The series is split into a number of self-contained arc, each one taking Honoka on a mission or journey and showing us a particular side of her personality - the care she shows for Millie after her father is killed, her reluctance to kill, her determination to complete any jobs she agrees to take on. They also tend to provide an excuse somewhere along the line for her to prove her action credentials, either through use of her sword (her nickname is Sword Dancer, after all) or her personal mech armour (or PSP as the series calls it, but those initials are too linked with a certain handheld device for me to really want to use them). Her battles are proper set-piece affairs, impressively done and at times on a massive scale. But in pushing the boat out with the battle scenes, the show seems to have left itself with minimal budget for elsewhere, and there are at least two episodes here that are what 4chan might call QUALITY - they're packed with clearly off-model characters and other signs of cost-cutting that really jar when you see them. Colour me unimpressed.
While the production quality leaves a lot to be desired, though, the story itself is pretty damned good. The focus on Honoka's good nature is there for a reason, which is made apparent during the show's final arc and ties together Honoka's adventures, the Third's interest in her, and Iks' reason for coming to the planet in a situation where Honoka and her compassion for others proves to be key. But just as enjoyable is the journey to get there, the various adventures that are had along the way - her arguments with Bogie, fending off Paife's attentions, trying to figure out what Iks is after. While there's an action strand underpinning everything, for the most part the series is very understated and relaxed in the way it goes about things, being driven mostly by the characters - and the way it's done makes it both entertaining and a little inspiring. It's all about the better side of human nature, after all.
Ultimately, story and characters are more important (to me, anyway) than production values, and The Third wins on that count. It's not outright impressive in any way, but it wraps you in humanity's better nature, personified by Honoka, and takes you to a laid-back place while you just let it flow over you. Very enjoyable to watch, and well worth picking up.

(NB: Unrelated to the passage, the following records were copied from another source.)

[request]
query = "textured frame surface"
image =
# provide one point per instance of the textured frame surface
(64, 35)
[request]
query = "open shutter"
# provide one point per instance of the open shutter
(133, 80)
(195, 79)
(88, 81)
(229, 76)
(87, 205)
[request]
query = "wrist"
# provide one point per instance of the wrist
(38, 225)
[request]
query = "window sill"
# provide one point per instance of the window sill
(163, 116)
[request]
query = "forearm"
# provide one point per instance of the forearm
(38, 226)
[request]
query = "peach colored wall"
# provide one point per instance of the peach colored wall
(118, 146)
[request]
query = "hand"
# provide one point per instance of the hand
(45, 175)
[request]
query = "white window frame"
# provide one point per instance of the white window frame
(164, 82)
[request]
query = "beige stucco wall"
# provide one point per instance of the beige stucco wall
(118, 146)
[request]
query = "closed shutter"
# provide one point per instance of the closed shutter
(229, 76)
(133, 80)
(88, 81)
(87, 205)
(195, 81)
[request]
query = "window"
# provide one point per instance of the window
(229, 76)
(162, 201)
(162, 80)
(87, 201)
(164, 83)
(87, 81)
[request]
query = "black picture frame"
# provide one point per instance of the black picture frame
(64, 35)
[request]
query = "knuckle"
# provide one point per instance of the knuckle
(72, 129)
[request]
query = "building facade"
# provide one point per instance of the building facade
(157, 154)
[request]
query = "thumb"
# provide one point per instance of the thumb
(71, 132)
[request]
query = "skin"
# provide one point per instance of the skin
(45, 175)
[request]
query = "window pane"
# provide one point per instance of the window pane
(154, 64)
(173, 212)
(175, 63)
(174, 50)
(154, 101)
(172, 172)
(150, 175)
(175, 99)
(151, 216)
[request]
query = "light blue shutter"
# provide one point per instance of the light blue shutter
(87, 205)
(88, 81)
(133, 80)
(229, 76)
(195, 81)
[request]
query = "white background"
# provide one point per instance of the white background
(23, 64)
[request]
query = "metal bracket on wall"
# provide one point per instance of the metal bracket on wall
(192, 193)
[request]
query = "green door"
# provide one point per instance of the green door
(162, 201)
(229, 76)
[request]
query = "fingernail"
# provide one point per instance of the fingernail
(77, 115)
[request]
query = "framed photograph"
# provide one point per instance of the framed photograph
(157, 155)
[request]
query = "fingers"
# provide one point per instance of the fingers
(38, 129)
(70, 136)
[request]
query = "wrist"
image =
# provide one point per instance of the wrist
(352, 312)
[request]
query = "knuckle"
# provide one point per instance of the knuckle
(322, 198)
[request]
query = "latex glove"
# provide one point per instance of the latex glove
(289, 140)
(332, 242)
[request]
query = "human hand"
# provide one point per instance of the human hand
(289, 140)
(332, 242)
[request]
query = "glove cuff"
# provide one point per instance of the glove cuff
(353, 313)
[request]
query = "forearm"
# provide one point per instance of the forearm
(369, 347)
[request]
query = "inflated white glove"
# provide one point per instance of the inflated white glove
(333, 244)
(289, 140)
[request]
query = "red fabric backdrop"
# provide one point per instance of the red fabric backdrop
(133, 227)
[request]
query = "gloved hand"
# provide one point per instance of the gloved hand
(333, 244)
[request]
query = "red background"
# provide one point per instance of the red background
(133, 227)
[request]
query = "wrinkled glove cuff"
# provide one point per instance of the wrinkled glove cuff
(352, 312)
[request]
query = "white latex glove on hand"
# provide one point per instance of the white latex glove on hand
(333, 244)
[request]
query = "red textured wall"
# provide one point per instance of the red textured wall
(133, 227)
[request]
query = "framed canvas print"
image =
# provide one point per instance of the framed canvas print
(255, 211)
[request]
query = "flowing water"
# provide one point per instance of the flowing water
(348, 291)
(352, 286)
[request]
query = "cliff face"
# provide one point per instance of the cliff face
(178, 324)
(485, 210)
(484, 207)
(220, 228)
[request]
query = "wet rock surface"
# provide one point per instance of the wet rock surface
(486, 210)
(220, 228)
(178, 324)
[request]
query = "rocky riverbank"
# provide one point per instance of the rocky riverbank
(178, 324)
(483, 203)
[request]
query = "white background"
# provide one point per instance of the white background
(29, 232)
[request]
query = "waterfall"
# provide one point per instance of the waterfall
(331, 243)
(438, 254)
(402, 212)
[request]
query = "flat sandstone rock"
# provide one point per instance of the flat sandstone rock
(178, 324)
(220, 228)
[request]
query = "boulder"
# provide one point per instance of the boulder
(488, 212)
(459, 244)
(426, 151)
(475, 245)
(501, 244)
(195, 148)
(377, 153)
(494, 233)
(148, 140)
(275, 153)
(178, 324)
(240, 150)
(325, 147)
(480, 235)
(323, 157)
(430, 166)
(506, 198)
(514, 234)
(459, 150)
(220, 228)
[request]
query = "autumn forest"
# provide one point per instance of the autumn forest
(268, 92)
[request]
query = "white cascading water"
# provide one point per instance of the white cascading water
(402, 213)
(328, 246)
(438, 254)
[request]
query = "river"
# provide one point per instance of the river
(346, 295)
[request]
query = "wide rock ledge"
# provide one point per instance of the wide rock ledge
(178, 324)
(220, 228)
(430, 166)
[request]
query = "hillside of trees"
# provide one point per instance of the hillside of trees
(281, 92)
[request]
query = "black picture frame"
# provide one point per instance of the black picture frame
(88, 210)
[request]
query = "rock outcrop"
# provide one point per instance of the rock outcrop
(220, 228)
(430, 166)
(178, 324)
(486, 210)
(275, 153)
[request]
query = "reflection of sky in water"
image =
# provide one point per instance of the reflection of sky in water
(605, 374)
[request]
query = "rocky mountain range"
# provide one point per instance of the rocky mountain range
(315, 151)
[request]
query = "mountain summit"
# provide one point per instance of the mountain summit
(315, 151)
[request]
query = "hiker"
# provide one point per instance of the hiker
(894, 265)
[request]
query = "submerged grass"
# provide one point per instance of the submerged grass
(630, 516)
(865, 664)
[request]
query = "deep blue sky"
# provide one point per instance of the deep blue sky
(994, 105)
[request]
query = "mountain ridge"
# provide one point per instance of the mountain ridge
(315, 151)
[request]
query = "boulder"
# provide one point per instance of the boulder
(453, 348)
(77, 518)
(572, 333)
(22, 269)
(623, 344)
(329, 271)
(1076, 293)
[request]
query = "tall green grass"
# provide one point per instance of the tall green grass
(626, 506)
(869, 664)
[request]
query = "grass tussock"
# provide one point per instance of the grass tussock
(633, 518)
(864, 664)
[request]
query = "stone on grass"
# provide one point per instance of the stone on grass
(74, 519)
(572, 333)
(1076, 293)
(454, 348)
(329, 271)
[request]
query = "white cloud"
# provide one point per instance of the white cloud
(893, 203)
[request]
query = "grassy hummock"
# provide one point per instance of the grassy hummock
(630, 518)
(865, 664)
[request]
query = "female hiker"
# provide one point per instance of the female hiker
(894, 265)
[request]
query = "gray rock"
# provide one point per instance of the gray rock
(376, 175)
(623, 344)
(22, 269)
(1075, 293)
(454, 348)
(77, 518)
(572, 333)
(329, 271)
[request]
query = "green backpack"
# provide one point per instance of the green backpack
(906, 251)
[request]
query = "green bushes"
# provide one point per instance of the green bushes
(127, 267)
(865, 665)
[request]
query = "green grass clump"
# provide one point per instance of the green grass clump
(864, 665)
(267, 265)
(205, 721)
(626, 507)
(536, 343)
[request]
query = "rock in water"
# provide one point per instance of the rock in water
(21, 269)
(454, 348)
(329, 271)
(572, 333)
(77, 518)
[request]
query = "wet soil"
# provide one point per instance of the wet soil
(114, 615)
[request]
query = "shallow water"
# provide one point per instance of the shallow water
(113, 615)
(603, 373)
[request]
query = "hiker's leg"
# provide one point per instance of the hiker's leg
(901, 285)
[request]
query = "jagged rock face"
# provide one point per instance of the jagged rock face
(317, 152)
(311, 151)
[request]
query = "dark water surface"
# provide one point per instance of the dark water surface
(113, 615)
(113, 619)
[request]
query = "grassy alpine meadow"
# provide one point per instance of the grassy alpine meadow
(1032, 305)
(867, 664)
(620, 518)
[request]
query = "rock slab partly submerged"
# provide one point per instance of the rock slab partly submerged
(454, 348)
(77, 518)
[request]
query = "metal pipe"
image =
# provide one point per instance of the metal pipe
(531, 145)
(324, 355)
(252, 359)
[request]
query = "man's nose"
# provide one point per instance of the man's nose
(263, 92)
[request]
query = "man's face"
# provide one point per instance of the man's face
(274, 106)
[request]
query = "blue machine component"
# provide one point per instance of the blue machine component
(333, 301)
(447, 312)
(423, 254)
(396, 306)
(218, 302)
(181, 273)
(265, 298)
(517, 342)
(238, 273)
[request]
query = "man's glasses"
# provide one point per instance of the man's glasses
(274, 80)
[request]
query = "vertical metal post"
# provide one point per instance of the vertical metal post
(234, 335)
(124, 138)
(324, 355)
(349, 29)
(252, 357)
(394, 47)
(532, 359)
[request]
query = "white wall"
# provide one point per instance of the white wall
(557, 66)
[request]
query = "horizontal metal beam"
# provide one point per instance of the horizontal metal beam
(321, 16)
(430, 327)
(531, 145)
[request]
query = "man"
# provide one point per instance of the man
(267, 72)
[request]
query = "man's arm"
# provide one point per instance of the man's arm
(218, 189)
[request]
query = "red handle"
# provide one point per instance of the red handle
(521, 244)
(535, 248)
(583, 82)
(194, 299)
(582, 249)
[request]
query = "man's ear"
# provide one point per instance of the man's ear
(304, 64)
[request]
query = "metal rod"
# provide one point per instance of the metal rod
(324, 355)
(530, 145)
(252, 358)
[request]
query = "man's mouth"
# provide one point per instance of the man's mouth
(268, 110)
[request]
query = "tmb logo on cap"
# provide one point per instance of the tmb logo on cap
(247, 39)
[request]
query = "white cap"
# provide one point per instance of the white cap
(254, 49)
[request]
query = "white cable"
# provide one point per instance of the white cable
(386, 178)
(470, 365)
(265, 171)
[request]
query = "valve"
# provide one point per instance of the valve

Japanese 2.0 Language, English 5.1 Language, English Subtitles, Reversible DVD covers, character bios (including some with commentary by Megumi Toyoguchi, the voice of "Honoka"), Japanese voice actor interviews, music videos (including some with karaoke music tracks), U.S. series trailer, six color booklets, three exclusive pencil boards
Toshiba 37X3030DB 37" widescreen HDTV; Sony PS3 Blu-ray player (via HDMI, upscaled to 1080p); Acoustic Solutions DS-222 5.1 speaker system.